🌙

Ketika Internet Merayakan Kejatuhan, dan Kita Ikut Berpesta

Di era di mana media sosial menjadi etalase hidup yang paling jujur (katanya), ada satu tren yang tak pernah lekang oleh waktu: merayakan kejatuhan orang lain. Bukan, ini bukan tentang euforia ketika tim sepak bola idola kita menang. Ini tentang sebuah kesenangan kolektif yang dingin, ketika melihat seseorang yang dulunya diagung-agungkan, kini terperosok dalam lubang aib yang dalam.

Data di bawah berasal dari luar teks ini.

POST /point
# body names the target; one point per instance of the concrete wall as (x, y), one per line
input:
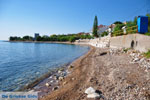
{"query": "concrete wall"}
(137, 41)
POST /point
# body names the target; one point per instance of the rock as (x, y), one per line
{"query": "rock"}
(90, 90)
(136, 59)
(73, 79)
(64, 83)
(71, 66)
(60, 78)
(47, 84)
(56, 77)
(93, 95)
(59, 71)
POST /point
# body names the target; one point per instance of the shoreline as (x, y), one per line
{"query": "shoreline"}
(54, 80)
(76, 63)
(41, 81)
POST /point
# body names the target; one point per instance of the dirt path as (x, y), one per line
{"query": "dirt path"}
(112, 75)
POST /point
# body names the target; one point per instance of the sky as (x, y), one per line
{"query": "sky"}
(26, 17)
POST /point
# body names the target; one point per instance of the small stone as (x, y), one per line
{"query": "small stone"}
(71, 66)
(55, 88)
(73, 79)
(90, 90)
(60, 78)
(47, 84)
(64, 83)
(59, 71)
(93, 95)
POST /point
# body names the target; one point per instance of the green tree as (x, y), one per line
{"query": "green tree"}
(95, 27)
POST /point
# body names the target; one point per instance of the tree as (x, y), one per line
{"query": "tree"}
(95, 27)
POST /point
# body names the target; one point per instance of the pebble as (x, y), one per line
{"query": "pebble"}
(90, 90)
(55, 88)
(47, 84)
(93, 95)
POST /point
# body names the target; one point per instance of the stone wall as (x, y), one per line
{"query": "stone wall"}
(137, 41)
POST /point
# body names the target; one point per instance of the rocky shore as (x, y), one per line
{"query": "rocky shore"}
(113, 74)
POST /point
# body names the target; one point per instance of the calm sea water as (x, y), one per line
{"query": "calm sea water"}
(22, 63)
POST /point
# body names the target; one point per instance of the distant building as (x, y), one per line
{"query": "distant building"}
(102, 28)
(36, 35)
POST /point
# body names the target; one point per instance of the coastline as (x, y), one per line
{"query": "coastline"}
(68, 80)
(41, 81)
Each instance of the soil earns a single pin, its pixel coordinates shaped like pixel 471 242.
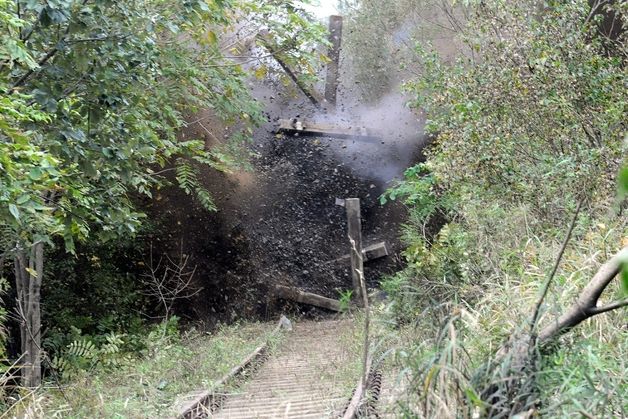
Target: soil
pixel 278 224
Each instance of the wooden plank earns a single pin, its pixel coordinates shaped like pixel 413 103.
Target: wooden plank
pixel 294 294
pixel 354 221
pixel 335 37
pixel 268 43
pixel 308 128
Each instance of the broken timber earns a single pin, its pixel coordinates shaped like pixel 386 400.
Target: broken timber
pixel 268 43
pixel 302 127
pixel 288 293
pixel 374 251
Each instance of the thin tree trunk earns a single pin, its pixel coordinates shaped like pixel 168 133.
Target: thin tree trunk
pixel 29 272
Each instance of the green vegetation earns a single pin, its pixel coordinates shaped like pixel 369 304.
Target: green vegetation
pixel 521 199
pixel 525 127
pixel 93 95
pixel 171 366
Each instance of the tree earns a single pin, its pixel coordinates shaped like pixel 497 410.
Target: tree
pixel 93 93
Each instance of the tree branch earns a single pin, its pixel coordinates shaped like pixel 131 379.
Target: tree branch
pixel 586 304
pixel 537 308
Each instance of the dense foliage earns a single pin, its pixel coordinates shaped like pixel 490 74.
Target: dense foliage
pixel 93 94
pixel 529 122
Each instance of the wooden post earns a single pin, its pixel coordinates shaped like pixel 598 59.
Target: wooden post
pixel 335 37
pixel 354 221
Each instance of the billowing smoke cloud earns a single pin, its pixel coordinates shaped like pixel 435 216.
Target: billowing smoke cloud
pixel 398 131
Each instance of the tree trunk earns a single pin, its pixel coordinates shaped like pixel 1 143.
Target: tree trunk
pixel 29 270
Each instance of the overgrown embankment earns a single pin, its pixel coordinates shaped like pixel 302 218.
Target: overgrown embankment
pixel 526 130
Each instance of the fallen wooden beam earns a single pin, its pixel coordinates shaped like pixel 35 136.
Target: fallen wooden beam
pixel 297 126
pixel 374 251
pixel 293 294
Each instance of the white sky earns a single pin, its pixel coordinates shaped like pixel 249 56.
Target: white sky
pixel 322 8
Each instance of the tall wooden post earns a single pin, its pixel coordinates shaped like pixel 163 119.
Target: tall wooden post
pixel 335 37
pixel 354 221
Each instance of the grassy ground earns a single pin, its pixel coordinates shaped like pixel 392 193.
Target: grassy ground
pixel 150 387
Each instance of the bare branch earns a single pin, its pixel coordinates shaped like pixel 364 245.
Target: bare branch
pixel 539 304
pixel 586 304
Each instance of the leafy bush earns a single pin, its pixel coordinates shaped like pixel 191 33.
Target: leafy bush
pixel 528 124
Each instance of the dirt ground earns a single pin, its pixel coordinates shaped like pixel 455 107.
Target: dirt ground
pixel 278 224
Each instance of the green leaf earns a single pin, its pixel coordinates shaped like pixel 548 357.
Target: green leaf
pixel 14 211
pixel 623 182
pixel 22 199
pixel 35 173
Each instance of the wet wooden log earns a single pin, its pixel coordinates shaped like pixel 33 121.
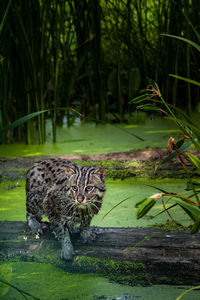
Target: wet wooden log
pixel 128 255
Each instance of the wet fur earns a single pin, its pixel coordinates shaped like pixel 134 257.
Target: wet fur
pixel 68 194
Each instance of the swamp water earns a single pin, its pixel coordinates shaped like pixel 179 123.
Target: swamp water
pixel 46 281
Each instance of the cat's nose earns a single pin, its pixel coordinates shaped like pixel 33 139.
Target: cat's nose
pixel 80 198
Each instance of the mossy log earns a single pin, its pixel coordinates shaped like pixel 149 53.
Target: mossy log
pixel 128 255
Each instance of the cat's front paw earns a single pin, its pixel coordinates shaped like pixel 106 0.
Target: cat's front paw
pixel 35 226
pixel 67 251
pixel 88 236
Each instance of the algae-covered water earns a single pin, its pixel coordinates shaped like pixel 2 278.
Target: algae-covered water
pixel 45 281
pixel 12 202
pixel 90 139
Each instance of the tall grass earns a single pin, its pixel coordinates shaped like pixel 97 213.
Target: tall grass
pixel 90 55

Dulu, kita mungkin menyebutnya gosip. Tapi sekarang, gosip itu punya nama baru yang lebih keren: cancel culture. Konon, ini adalah bentuk keadilan sosial yang ditegakkan oleh rakyat jelata di dunia maya. Ketika ada tokoh publik, selebriti, atau bahkan teman kita sendiri yang melakukan kesalahan, jari-jemari warganet langsung bersatu padu, mengadili, menghakimi, dan menuntut pemboikotan sampai yang bersangkutan 'terjatuh' dari singgasananya.

Secara teori, cancel culture terdengar mulia. Sebagai bentuk perlawanan terhadap ketidakadilan, membongkar kepalsuan, dan memastikan tidak ada yang kebal hukum moral. Tapi di tengah jalan, esensinya seringkali melenceng. Yang tadinya adalah bentuk koreksi, kini berubah menjadi sebuah pesta pora. Ketika seseorang dihujat, jutaan orang yang tadinya tak tahu menahu tiba-tiba ikut-ikutan. Mereka merasa menjadi bagian dari sebuah gerakan besar, padahal yang mereka lakukan hanya ikut-ikutan melempar batu di kerumunan.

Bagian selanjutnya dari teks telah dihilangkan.